Who is leading in climate research?

December 30, 2017 by Joshua
in Leadership, Nature

Have you thought about who is leading in the area of climate research?

I don’t mean who is doing the most research or the best research or publishing the most. I mean from a leadership perspective: who is leading people, setting direction, creating a vision, and motivating others to act toward a goal?

What is the goal of climate research if not to figure out how to set policy for how people act in ways that affect the greenhouse effect?

In the United States, we are not lowering our emissions overall. We’re increasing them. What research scientists are doing, it’s not resulting in leading people.

On the contrary, if you believe that the science behind global warming is conclusive enough to act and we aren’t acting, then scientists aren’t leading. On the contrary, if they could influence others and they aren’t because they’re doing research on something already conclusive, then the people motivating them to keep doing that research are leading them.

Who is actually leading

The people influencing scientists to keep researching to establish results that are already conclusive are the Koch brothers and their peers, including Donald Trump.

By influencing scientists to produce data to convince them of something they’ll never be convinced of, they are leading the scientific community, not the other way around.

You can tell who is leading whom by the emissions. Scientists aren’t leading. They’re following others on a wild goose chase.

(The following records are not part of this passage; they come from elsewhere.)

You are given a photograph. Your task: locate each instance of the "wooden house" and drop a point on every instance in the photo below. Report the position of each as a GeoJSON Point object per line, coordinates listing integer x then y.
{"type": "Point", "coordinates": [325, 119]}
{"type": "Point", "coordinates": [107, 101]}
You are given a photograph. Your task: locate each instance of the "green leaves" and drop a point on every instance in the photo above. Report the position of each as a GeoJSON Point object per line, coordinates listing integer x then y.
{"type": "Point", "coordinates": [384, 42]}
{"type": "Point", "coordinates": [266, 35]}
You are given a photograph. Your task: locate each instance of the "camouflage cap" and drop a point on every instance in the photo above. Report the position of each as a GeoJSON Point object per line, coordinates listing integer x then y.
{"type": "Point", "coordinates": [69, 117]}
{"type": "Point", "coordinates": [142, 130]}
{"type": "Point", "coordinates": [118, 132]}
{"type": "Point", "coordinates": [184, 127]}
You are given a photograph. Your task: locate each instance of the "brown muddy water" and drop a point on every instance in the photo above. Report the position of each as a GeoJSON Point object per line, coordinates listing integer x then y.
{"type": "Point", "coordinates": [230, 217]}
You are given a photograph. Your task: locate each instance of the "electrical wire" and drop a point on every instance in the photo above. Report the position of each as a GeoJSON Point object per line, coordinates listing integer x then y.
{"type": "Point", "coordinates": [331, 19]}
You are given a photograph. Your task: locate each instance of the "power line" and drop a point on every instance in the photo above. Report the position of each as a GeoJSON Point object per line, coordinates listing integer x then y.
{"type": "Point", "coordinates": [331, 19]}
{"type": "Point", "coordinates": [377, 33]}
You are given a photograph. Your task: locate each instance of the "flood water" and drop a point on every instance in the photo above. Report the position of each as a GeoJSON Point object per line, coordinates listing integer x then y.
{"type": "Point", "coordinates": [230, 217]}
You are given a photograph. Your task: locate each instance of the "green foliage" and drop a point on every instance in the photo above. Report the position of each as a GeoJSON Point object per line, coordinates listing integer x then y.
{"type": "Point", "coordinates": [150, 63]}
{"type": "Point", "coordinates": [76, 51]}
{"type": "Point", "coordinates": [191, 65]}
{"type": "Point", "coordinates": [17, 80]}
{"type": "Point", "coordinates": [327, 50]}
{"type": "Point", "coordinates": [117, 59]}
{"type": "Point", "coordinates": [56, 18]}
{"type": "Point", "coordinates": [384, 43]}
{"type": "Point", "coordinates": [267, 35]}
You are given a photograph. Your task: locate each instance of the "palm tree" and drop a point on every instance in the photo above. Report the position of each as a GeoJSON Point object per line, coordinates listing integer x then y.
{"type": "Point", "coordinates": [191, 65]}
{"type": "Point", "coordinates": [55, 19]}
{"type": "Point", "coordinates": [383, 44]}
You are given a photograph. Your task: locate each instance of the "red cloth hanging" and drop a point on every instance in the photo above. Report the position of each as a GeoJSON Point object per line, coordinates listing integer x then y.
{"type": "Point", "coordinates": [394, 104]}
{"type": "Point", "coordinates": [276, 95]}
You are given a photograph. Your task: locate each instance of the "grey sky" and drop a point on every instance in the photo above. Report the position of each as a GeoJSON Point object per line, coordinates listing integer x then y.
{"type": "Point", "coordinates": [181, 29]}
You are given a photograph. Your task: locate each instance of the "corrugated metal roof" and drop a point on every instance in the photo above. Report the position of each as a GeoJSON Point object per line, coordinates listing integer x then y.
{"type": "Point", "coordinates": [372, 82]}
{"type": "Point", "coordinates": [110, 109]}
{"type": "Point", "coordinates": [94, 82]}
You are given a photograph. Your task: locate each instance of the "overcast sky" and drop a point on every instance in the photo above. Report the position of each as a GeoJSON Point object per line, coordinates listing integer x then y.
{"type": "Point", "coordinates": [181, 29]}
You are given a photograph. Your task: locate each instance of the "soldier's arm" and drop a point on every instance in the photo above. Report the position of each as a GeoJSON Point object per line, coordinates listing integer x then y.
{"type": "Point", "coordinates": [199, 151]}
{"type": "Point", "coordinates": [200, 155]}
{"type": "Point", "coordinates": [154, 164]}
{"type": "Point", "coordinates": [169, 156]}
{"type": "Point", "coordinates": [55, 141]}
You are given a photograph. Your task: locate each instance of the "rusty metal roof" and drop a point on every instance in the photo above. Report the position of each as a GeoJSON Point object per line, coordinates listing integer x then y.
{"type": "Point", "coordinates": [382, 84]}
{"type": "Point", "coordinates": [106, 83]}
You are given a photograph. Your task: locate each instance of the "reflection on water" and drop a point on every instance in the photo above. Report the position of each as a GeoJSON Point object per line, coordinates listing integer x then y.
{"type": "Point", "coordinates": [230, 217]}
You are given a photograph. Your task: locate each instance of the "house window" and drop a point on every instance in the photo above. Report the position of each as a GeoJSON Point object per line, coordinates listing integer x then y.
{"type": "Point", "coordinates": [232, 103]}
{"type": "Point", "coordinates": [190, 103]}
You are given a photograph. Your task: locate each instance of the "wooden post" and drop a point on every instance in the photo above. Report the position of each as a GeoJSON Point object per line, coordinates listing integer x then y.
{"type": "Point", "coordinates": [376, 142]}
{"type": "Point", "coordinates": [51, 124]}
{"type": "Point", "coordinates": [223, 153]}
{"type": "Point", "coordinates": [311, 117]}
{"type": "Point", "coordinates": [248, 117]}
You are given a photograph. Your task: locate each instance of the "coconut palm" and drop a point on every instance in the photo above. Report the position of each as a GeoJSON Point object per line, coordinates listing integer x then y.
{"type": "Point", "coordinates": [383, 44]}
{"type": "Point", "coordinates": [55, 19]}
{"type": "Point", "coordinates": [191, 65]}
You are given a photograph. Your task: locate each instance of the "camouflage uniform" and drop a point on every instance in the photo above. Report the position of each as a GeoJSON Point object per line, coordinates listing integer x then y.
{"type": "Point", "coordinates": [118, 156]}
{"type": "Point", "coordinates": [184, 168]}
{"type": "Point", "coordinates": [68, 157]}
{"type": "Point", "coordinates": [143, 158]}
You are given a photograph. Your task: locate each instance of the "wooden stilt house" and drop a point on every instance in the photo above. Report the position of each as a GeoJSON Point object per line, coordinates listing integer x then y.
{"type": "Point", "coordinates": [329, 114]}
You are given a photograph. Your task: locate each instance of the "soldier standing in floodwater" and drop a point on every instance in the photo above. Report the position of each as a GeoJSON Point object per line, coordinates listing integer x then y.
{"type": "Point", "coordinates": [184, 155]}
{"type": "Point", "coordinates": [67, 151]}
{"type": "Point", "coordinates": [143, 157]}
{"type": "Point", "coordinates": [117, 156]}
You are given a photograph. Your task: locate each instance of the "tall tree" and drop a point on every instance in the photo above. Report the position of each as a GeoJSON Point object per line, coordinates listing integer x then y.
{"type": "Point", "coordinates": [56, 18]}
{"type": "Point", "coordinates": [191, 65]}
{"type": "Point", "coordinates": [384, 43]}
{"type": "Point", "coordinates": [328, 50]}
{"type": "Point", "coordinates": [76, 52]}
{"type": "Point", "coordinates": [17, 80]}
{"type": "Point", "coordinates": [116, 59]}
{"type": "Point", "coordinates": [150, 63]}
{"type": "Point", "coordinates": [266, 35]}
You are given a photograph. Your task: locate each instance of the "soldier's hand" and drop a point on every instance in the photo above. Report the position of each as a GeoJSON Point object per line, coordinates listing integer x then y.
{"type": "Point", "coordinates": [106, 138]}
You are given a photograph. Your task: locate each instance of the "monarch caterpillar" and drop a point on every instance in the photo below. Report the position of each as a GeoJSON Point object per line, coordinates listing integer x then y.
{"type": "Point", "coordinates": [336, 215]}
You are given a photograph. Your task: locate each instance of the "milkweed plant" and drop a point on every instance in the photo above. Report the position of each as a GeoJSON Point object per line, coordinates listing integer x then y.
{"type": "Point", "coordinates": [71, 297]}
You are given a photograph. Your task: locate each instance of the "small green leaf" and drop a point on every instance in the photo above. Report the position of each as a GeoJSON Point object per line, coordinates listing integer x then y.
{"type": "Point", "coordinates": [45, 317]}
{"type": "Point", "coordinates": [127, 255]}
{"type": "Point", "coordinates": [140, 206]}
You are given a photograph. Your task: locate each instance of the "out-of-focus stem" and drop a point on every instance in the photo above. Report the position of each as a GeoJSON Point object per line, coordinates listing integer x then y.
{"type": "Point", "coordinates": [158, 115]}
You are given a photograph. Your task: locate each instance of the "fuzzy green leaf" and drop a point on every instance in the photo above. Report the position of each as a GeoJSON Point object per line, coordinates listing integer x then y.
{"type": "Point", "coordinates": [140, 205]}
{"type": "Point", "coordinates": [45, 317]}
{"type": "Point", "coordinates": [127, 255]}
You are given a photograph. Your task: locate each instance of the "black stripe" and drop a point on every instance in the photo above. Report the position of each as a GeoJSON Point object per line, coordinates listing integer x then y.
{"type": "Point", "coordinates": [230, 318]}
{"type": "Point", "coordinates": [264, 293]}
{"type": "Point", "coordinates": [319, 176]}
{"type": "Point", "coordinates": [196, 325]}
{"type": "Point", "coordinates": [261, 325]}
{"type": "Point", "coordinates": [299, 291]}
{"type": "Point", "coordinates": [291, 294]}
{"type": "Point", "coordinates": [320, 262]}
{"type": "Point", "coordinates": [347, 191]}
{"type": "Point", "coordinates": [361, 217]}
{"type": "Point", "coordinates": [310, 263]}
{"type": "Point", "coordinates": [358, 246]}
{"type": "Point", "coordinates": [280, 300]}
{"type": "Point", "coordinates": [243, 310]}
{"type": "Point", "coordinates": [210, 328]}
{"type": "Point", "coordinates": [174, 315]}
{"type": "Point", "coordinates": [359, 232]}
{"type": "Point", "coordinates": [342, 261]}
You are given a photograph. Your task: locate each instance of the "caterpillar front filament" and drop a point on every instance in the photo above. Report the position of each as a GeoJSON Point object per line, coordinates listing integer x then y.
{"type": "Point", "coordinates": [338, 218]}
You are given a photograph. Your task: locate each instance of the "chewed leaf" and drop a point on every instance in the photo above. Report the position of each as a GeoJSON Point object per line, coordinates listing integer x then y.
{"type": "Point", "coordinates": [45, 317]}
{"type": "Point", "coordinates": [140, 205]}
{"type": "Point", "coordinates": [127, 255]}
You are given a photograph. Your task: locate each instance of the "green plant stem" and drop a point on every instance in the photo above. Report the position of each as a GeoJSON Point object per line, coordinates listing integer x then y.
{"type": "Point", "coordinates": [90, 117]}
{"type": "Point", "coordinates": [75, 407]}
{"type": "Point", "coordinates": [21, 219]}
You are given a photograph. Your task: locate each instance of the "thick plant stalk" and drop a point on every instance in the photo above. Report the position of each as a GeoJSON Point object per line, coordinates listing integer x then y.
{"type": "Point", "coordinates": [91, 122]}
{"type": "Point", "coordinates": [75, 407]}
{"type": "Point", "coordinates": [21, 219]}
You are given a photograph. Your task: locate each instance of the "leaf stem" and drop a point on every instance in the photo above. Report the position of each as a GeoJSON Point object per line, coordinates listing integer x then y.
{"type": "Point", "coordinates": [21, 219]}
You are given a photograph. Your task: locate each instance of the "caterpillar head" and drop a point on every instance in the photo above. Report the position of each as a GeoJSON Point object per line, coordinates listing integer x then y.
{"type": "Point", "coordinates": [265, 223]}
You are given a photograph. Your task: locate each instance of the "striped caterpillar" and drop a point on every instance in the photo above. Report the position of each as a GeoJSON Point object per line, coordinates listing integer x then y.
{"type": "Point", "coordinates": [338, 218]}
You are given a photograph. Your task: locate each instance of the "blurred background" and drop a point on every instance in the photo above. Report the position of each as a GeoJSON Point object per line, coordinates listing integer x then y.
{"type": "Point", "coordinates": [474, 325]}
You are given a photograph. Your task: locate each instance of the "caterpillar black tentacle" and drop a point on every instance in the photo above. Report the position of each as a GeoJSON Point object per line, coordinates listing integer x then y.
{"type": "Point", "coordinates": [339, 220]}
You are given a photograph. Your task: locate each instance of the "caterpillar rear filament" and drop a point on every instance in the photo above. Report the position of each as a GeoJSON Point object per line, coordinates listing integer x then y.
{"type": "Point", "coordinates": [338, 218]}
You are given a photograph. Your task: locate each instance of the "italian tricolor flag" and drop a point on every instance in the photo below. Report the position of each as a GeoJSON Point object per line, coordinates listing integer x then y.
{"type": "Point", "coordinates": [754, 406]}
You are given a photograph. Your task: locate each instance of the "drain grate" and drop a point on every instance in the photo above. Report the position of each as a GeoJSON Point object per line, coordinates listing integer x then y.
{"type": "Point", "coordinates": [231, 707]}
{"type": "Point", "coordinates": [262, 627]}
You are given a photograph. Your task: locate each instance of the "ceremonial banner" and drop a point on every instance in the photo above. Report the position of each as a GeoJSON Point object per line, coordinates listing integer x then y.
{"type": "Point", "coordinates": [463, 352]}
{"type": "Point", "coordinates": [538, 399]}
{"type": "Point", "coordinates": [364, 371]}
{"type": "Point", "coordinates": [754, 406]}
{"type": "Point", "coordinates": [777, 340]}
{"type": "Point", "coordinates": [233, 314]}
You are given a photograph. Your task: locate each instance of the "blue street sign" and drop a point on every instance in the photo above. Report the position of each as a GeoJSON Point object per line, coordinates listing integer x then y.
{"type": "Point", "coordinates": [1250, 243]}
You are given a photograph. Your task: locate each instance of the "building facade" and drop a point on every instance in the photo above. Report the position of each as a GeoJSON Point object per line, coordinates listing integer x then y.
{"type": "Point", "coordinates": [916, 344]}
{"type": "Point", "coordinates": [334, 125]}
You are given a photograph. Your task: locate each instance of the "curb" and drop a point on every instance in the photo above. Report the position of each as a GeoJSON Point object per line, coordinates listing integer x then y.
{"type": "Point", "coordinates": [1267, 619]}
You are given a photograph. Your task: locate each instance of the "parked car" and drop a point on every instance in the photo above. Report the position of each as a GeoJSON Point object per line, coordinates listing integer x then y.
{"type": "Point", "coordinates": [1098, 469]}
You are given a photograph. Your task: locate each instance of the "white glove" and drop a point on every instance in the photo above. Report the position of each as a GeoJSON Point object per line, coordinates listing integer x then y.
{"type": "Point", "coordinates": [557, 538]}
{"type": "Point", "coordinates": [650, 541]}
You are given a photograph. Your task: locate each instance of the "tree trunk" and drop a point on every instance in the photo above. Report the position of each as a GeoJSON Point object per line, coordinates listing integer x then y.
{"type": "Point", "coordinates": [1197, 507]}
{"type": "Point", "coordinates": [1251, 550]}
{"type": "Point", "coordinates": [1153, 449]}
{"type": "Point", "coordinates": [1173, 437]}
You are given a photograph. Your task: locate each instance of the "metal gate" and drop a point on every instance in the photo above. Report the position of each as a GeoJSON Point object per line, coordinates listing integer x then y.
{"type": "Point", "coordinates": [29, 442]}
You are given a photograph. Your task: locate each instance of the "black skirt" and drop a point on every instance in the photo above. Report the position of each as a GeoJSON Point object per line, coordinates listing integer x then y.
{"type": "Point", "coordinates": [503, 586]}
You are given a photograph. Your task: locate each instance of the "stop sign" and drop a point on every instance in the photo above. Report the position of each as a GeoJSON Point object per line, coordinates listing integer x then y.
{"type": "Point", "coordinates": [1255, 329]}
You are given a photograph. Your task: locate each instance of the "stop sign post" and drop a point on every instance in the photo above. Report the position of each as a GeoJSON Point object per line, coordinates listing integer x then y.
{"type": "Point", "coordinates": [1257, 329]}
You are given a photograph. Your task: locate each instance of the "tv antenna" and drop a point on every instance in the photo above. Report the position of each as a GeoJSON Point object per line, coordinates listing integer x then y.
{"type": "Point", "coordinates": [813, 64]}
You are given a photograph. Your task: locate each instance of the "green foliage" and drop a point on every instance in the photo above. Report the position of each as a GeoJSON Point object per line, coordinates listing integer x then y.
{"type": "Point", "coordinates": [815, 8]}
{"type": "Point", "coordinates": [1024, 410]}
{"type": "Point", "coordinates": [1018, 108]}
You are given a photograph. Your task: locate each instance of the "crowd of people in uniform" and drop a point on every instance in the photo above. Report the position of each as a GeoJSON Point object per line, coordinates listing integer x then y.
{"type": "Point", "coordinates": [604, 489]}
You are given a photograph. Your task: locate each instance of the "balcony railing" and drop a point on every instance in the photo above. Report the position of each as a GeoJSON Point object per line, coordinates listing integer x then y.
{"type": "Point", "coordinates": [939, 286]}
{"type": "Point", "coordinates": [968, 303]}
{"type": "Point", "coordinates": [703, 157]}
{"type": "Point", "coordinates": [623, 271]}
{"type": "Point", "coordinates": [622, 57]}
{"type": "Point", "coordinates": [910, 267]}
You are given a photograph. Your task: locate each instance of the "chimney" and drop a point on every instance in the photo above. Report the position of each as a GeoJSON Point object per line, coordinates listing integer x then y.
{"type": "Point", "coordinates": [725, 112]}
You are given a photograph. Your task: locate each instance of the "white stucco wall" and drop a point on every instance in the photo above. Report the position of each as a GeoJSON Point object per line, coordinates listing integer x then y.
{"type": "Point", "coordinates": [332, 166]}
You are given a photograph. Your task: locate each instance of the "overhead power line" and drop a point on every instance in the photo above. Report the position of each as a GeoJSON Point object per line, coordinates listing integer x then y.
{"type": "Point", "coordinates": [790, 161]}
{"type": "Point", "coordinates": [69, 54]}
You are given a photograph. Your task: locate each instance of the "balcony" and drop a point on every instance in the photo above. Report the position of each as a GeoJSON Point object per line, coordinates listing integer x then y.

Why point out who is leading?

My point isn’t to put anyone down, but to show what’s happening so people who believe global warming is a problem we can and should fix can solve the problems at hand, not the problems we think are there. In particular, convincing people who will never be convinced of something is a waste of time. The problem isn’t that we don’t have enough data.

The problem is that people looking to protect the environment aren’t considering the emotions and motivations of the people they want to influence.

People who find the evidence that we are warming the globe and risking damaging human culture and population compelling aren’t thinking of how to lead. I’ll err on the side of speaking too bluntly, but roughly speaking, they’re venting, arguing, and telling people what to do more than leading.

Either scientists should learn leadership skills if they want to use they information they know best to lead others or we should look to people who are skilled in leadership to lead.

Realizing who was leading motivated me to create my Leadership and the Environment podcast.